The rising costs of higher education coupled with dwindling financial aid options has resulted in many responses. A popular response has been the rise of Scholarship Contests, competitive financial aid opportunities for scholars that demonstrate interest, aptitude and passion for niche topics, see this list. Unlike merit scholarships, student grades or achievement or talent or athletic ability isn’t the reason for the reward. Scholarship contests usually casts wide nets to attract thousands of eager students to write an essay or submit a video outlining their view or proposing a solution to a problem or performing creative acts of whimsy.
These scholarship applications are no walk in the park. Even if the requested essay or monologue or work of art isn’t complicated, they often are time consuming. That’s nothing to scoff at, but neither is the coin some of these funding partners offer. In 2011 Jif Peanut Butter awarded a kid a $25,000 scholarship for creating a unique PBJ sandwich! For that reason, and the reality of higher ed costs and funding, I highly encourage students to get into the habit of submitting scholarship applications early and often.
I tell parents of high school students that if your child plans to attend a 4-year university and obtain a college degree then s/he should be walking across the graduation stage with a drop dead minimum of $50,000 in unrestricted scholarship funds. A lot of people talk a good game about 529s and College Savings plans, but even among my middle-class presenting friends and relations, it’s all talk. I’ve observed even more dire situations for working and middle class families who send their children to private school. After several years of scraping for K-12 education payments, many families are financially exhausted (or still funding younger siblings' primary and secondary education) and don’t have the resources to help students with post-secondary education financing.

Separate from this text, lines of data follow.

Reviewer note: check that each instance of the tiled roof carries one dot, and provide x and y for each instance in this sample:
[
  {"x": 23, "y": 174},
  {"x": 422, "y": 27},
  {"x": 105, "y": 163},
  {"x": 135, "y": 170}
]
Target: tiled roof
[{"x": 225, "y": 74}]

I can’t begin tell you how heart breaking it is to see a student with promise and excitement walking away from his/her dreams of college education and long-desired career aspirations, because they were seriously short the funds to stay in school beyond a single year.
Therefore, scholarship contests fill an important gap. Middle school students, high school students, and yes, College students should make finding and completing scholarship contests his/her main extra-curricular activity. This message is especially for students who aren’t connected to performance clubs, merit programs, or athletic programs: Applying for Scholarships is really your only non-loan financial aid option.
Advice for students
For today’s high school students, you need to have at least $75,000 that you can take to ANY college or university that will allow you cover tuition, room, board, and books. Together this money should give you some ability to stretch whatever other (non-loan) financial aid you get from the university and ideally can be used for multiple years --- not just your freshman year – read the fine print of some of the financial aid others.
If you are a middle schooler, there are still some scholarship contests you can participate in, but by the time you graduate I recommend to have $100,00-125,000 in money for college.
If you are a current college student, then you need to continue to apply for scholarship contests. Don’t rest on your laurels. Extra money to cover books and lab fees means peace of mind. The purpose of going to college is to COMPLETE your education. Scholarships let you focus on your studies so that you don’t feel the need to work; and as commendable as it is to work your way through school I need students to know (especially those who are first generation) that any work beyond a work-study situation is a distraction from your studies and career networking.